While cash flow can come from bond interest or interest from other types of investments, income investors hone in on dividends. A dividend is that coveted distribution of a company's earnings paid out to shareholders, and investors often view it by its dividend yield, a metric that measures the dividend as a percent of the current stock price. Many academic studies show that dividends make up large portions of long-term returns, and in many cases, dividend contributions surpass one-third of total returns.

Franklin Resources in Focus

Headquartered in San Mateo, Franklin Resources (BEN - Free Report) is a Finance stock that has seen a price change of 21.69% so far this year. Currently paying a dividend of $0.28 per share, the company has a dividend yield of 3.68%. In comparison, the Financial - Investment Management industry's yield is 1.77%, while the S&P 500's yield is 1.3%.

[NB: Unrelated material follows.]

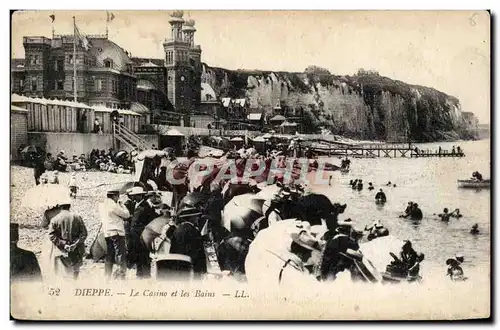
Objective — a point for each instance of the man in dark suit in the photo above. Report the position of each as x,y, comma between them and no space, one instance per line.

Taking a look at the company's dividend growth, its current annualized dividend of $1.12 is up 3.7% from last year. In the past five-year period, Franklin Resources has increased its dividend 5 times on a year-over-year basis for an average annual increase of 10.19%. Looking ahead, future dividend growth will be dependent on earnings growth and payout ratio, which is the proportion of a company's annual earnings per share that it pays out as a dividend. Franklin Resources's current payout ratio is 42%. This means it paid out 42% of its trailing 12-month EPS as dividend.

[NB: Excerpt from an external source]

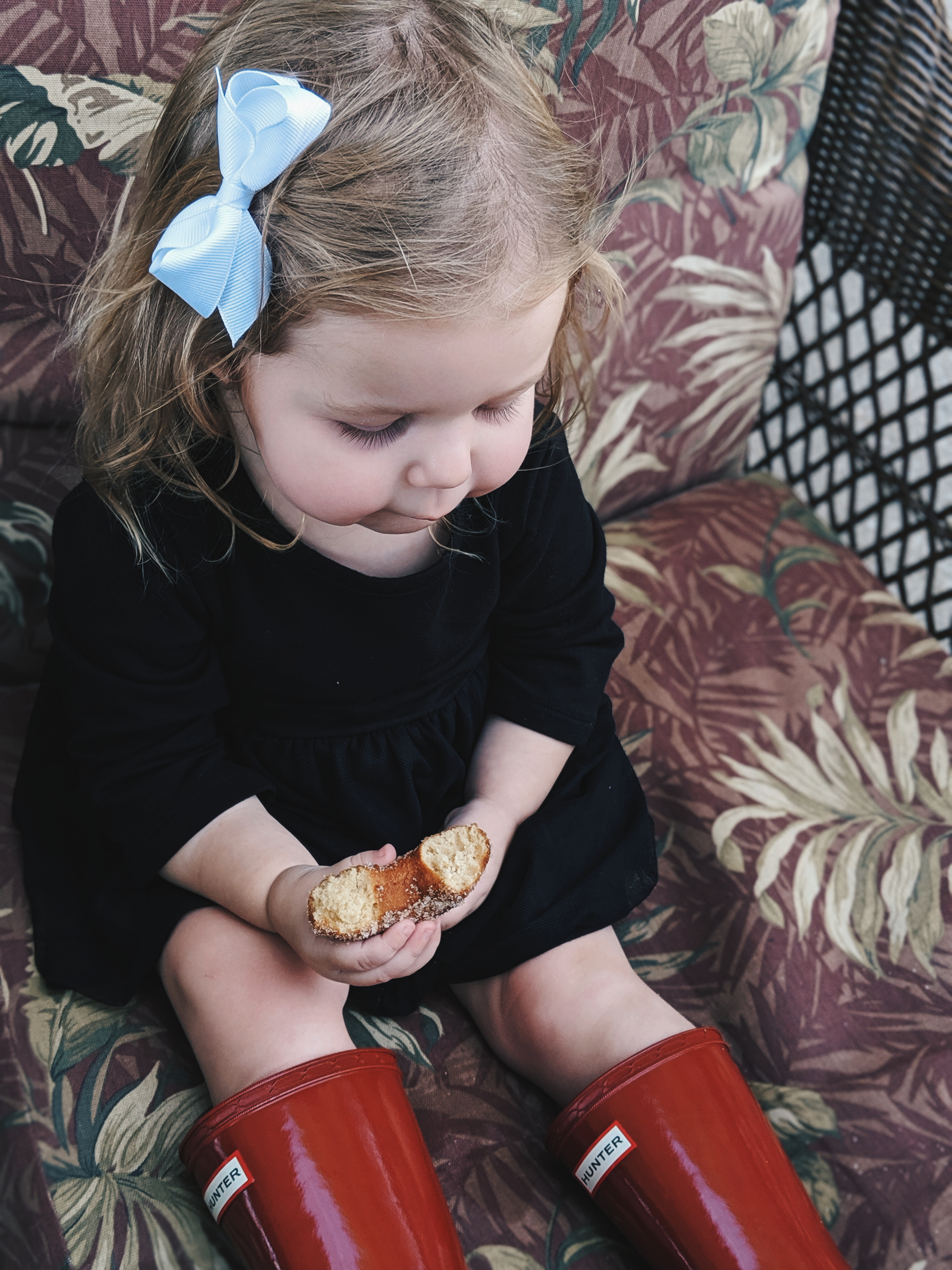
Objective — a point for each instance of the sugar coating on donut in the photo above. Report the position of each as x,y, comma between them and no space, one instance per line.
429,881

Earnings growth looks solid for BEN for this fiscal year. The Zacks Consensus Estimate for 2021 is $3.04 per share, which represents a year-over-year growth rate of 16.48%.

Bottom Line

Investors like dividends for a variety of different reasons, from tax advantages and decreasing overall portfolio risk to considerably improving stock investing profits. But, not every company offers a quarterly payout.

Big, established firms that have more secure profits are often seen as the best dividend options, but it's fairly uncommon to see high-growth businesses or tech start-ups offer their stockholders a dividend. During periods of rising interest rates, income investors must be mindful that high-yielding stocks tend to struggle. That said, they can take comfort from the fact that BEN is not only an attractive dividend play, but is also a compelling investment opportunity with a Zacks Rank of #2 (Buy).